Former Prosecutor: More Fraud Cases Have HIPAA Charges Tacked On

When a nurse at Roswell Park Comprehensive Cancer Center in Buffalo, New York, was caught stealing narcotics from a Pyxis machine and diluting them to cover her tracks, she was charged with illegally obtaining controlled substances by fraud and tampering with a consumer product. The nurse, Kelsey A. Mulvey, also was accused of a criminal HIPAA violation because she snooped in records to find patients being treated with controlled substances. The drug diversion allegedly caused patient harm when the water she used to dilute vials of Dilaudid led to bacterial infections, according to the U.S. Attorney’s Office for the Western District of New York.[1]

Mulvey’s case is an example of a recent trend of prosecutors adding HIPAA violations to health fraud, kickback and other allegations, said attorney Anthony Burba, a former prosecutor in the fraud unit of the Department of Justice (DOJ) Criminal Division.

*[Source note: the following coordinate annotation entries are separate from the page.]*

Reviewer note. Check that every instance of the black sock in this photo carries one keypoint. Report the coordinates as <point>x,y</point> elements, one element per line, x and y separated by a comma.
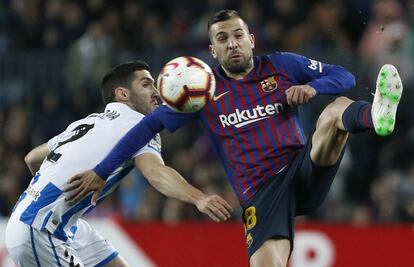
<point>357,117</point>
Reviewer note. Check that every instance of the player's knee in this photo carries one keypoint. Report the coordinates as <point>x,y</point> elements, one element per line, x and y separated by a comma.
<point>332,114</point>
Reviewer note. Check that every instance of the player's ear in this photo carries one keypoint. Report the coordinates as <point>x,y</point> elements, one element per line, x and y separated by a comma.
<point>212,51</point>
<point>121,93</point>
<point>252,40</point>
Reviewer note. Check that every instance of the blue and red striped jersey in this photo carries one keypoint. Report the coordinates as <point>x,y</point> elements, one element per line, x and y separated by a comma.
<point>255,132</point>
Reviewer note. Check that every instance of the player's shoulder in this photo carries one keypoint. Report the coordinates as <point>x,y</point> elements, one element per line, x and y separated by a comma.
<point>281,57</point>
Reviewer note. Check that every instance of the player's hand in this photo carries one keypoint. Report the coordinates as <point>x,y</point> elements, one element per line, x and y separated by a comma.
<point>299,94</point>
<point>81,184</point>
<point>215,207</point>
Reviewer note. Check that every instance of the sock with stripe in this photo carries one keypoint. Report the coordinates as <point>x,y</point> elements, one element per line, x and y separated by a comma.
<point>357,117</point>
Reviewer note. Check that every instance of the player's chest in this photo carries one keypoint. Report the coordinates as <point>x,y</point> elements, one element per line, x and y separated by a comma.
<point>238,105</point>
<point>260,95</point>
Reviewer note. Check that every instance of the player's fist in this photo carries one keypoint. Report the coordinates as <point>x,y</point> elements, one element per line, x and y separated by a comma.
<point>215,207</point>
<point>299,94</point>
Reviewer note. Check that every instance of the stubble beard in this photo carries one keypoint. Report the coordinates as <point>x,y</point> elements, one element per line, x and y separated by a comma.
<point>238,68</point>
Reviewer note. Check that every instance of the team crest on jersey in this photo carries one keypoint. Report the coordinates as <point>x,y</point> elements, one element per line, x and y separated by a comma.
<point>249,240</point>
<point>269,84</point>
<point>155,143</point>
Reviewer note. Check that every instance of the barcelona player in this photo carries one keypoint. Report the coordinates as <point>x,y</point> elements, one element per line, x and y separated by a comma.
<point>253,122</point>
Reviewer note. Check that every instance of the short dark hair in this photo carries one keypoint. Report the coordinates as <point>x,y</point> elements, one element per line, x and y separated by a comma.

“It’s important for large organizations to pay attention to these types of cases,” Burba said Sept. 21 at the Fraud and Compliance Forum sponsored by the American Health Law Association. “With an increase in ransomware and hacking, the weakest point of entry will be individuals who work in your organization. Make sure employees know they have skin in the game.”

There are several reasons to tack on HIPAA allegations, said Burba, who is now with Barnes & Thornburg in Chicago. “When I charged cases, I wanted the indictment to tell the story of the theory I would bring to trial,” he said. Adding a HIPAA criminal charge “adds value to the narrative.” It shows that unauthorized access to patient health information “is not normal behavior in a health care setting. You need to be able to explain things to a jury, and DOJ is taking that approach to show the jury the underlying criminal conduct was driven by access to patient information.” It’s also easier for juries to understand a defendant accessing patient data than running a complex fraud scheme or proving intent in a kickback case, and “it gives you some flexibility in plea negotiations,” Burba said.